NEAR-OPTIMAL LINEAR REGRESSION UNDER DIS-TRIBUTION SHIFT

Abstract

Transfer learning is an essential technique when sufficient data comes from the source domain, while no or scarce data is from the target domain. We develop estimators that achieve minimax linear risk for linear regression problems under the distribution shift. Our algorithms cover different kinds of settings with covariate shift or model shift. We also consider when data are generating from either linear or general nonlinear models. We show that affine minimax rules are within an absolute constant of the minimax risk even among nonlinear rules for various source/target distributions.

1. INTRODUCTION

The success of machine learning crucially relies on the availability of labeled data. The data labeling process usually requires much human labor and can be very expensive and time-consuming, especially for large datasets like ImageNet (Deng et al., 2009) . On the other hand, models trained on one dataset, despite performing well on test data from the same distribution they are trained on, are often sensitive to distribution shifts, i.e., they do not adapt well to related but different distributions.
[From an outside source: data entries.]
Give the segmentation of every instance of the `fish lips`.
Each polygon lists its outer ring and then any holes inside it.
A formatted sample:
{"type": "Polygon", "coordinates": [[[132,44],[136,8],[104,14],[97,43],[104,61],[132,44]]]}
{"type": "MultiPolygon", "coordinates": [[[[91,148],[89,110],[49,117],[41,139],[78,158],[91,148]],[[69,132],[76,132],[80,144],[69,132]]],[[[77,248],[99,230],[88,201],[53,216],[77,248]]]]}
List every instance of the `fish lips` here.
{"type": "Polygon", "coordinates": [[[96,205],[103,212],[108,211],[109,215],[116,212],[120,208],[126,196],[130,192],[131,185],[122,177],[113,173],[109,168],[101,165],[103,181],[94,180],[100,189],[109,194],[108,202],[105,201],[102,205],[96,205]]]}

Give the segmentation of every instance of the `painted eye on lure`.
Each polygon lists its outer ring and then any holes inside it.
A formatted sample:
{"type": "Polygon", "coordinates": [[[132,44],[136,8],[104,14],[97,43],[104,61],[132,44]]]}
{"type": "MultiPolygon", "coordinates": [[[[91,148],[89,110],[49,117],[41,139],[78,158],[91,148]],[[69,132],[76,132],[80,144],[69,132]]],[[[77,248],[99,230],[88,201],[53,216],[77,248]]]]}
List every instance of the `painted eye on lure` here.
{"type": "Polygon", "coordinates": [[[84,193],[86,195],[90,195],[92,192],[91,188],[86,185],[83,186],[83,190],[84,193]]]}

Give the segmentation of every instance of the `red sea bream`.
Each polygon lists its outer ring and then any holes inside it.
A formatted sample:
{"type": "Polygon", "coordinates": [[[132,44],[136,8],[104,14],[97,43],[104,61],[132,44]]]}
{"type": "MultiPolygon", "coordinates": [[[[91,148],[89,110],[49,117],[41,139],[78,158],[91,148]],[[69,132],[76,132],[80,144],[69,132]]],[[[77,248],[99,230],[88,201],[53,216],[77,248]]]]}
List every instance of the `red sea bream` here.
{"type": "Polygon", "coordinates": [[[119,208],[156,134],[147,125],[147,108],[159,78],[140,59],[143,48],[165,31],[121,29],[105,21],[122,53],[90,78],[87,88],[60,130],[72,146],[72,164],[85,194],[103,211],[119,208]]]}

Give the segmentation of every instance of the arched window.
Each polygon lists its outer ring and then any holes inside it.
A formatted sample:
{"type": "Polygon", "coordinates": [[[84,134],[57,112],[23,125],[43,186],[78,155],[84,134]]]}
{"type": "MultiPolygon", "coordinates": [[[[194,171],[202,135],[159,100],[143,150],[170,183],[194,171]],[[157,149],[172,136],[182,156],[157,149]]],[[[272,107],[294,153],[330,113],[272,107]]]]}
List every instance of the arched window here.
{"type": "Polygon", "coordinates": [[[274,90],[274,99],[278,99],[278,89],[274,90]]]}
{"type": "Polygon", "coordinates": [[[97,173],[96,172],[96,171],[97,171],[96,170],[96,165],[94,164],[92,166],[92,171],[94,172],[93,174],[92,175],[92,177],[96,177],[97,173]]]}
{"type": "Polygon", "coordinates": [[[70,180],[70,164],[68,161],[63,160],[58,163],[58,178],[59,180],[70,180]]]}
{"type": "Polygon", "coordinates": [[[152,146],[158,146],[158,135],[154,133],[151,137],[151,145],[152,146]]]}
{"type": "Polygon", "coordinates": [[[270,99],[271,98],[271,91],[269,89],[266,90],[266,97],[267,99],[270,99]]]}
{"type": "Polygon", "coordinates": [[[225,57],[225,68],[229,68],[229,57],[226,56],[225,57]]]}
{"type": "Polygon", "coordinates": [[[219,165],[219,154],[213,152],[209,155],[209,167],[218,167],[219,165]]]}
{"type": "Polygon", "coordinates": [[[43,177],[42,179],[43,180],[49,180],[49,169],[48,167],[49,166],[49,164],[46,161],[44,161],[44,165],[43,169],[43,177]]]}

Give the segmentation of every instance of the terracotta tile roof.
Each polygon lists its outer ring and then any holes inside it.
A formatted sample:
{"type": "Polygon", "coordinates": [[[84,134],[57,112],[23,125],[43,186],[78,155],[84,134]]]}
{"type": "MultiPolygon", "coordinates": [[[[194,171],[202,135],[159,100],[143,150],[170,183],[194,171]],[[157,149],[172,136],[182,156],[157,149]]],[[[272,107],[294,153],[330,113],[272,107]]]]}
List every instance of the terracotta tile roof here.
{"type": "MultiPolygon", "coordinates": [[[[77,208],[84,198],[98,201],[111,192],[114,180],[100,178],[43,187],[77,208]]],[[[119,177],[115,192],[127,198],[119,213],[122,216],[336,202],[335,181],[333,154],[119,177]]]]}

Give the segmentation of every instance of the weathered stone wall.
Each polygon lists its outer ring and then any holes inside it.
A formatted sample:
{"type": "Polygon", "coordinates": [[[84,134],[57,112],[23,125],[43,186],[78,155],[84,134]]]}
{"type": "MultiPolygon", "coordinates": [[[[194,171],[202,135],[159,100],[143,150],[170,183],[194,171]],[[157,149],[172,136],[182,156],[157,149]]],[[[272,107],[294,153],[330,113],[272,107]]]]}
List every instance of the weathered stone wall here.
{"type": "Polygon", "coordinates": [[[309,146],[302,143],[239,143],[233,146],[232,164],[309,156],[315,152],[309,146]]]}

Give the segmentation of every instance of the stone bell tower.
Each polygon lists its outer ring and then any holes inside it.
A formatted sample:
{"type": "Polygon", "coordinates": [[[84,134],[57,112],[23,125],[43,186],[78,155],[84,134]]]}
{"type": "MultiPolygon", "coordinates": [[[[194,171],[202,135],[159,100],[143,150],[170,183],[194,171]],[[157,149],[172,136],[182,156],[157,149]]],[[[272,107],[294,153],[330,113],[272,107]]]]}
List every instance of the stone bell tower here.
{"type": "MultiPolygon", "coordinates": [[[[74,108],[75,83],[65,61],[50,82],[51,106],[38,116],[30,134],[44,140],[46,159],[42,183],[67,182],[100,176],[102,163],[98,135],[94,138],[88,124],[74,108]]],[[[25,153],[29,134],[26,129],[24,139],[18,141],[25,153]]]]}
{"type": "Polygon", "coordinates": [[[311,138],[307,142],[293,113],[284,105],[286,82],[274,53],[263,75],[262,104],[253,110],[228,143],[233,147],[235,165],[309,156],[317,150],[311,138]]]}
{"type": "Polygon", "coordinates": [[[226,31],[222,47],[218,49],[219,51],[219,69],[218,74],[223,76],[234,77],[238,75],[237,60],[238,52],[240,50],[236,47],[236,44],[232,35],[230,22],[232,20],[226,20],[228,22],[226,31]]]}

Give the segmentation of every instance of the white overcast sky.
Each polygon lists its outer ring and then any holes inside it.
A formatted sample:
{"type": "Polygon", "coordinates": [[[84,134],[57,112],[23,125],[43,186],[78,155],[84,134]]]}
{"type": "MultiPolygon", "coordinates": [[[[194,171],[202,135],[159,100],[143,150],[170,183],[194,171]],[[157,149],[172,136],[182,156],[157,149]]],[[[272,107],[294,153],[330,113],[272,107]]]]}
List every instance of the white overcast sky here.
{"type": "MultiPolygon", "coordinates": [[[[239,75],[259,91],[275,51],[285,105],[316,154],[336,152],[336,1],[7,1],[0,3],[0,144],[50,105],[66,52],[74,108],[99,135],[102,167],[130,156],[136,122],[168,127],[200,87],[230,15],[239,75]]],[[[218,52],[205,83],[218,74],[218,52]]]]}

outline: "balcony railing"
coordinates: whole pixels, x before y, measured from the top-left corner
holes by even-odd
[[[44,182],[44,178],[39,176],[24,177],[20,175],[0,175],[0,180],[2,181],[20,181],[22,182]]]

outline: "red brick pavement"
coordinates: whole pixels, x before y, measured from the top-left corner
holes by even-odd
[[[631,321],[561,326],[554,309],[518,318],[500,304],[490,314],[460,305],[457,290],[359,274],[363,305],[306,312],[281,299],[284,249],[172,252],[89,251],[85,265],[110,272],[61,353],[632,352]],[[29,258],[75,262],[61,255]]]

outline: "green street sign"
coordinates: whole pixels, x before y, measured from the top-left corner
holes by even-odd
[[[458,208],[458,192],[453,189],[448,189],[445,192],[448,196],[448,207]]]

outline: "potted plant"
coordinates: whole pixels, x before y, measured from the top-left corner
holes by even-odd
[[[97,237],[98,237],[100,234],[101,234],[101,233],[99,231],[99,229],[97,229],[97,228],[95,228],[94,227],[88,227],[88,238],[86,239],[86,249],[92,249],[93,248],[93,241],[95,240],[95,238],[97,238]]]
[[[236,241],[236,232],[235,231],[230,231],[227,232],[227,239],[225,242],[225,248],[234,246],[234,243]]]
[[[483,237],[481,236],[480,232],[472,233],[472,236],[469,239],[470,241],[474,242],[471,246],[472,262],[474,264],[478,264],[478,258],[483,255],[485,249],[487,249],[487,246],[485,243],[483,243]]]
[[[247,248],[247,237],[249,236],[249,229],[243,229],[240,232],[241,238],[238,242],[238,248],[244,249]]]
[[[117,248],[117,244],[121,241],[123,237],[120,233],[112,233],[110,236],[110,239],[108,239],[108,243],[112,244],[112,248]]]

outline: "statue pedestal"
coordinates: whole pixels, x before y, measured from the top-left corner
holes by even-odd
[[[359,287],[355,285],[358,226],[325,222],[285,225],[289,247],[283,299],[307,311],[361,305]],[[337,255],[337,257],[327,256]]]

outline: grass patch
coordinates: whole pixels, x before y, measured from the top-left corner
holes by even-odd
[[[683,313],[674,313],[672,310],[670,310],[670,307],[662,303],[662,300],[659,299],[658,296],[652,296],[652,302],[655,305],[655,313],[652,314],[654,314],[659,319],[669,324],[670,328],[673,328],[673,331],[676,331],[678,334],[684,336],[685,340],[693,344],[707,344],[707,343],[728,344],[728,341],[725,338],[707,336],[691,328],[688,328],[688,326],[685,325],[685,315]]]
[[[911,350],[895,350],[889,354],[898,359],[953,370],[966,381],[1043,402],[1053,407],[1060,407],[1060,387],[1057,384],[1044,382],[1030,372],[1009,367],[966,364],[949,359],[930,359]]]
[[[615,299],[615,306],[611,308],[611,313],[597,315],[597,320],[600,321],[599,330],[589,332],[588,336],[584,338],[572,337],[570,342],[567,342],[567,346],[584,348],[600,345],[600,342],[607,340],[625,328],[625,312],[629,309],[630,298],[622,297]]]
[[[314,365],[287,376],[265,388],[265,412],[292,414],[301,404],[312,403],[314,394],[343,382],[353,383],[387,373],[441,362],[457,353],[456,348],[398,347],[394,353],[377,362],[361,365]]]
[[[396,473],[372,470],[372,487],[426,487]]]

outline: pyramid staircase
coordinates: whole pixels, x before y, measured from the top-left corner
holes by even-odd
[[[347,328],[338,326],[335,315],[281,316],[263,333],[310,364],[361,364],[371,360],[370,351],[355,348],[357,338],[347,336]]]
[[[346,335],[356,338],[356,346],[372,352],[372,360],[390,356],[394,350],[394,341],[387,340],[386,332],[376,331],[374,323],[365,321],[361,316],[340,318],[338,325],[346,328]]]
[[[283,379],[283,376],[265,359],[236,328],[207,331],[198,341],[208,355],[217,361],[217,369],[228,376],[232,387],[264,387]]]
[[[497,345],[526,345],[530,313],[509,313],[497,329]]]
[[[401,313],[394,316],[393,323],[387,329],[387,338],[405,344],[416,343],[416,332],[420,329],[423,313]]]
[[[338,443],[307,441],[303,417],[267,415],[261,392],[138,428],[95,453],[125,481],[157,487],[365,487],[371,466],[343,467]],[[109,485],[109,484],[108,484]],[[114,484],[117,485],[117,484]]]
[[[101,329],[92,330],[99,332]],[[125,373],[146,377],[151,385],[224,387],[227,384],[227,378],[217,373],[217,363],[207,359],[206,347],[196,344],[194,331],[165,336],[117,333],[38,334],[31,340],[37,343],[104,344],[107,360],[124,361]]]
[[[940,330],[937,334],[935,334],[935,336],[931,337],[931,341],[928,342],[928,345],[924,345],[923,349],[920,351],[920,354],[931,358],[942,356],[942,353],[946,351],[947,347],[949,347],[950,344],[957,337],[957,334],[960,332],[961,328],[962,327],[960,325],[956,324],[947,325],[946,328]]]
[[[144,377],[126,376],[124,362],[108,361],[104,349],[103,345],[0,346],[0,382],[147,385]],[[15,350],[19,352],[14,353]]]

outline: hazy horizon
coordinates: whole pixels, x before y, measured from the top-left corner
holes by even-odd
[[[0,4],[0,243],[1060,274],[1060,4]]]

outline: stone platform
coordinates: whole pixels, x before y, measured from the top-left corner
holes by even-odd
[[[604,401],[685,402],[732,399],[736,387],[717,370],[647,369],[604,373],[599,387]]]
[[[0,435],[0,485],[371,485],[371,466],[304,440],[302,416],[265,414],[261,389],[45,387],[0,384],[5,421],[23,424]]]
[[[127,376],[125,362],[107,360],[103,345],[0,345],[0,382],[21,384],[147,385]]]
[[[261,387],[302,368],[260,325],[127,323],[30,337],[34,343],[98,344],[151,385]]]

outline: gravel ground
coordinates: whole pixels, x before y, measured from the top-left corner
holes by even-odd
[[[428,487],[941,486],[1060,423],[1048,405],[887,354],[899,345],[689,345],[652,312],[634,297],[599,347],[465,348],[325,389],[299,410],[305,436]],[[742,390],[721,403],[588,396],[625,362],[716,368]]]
Even small distributional shift can result in substantial performance degradation (Recht et al., 2018; Lu et al., 2020) . Transfer learning has been an essential paradigm to tackle the challenges associated with insufficient labeled data (Pan & Yang, 2009; Weiss et al., 2016; Long et al., 2017) . The main idea is to make use of a source domain with a lot of labeled data (e.g. ImageNet), and to try to learn a model that performs well on our target domain (e.g. medical images) where few or no labels are available. Despite the lack of labeled data, we may still use unlabeled data from the target domain, which are usually much easier to obtain and can provide helpful information about the target domain. Although this approach has been integral to many applications, many fundamental questions are left open even in very basic settings. In this work, we focus on the setting of linear regression under distribution shift and ask the fundamental question of how to optimally learn a linear model for a target domain, using labeled data from a source domain and unlabeled data (and possibly some labeled data) from the target domain. For various settings, including covariate shift (i.e., when p(x) changes) and model shift (i.e., when p(y|x) changes), we develop estimators that achieve near minimax risk (up to universal constant factors) among all linear estimation rules. Here linear estimators refer to all estimators that depend linearly on the label vector; these include almost all popular estimators known in linear regression, such as ridge regression and its variants. When the input covariances in source and target domains commute, we prove that our estimators achieve near minimax risk among all possible estimators.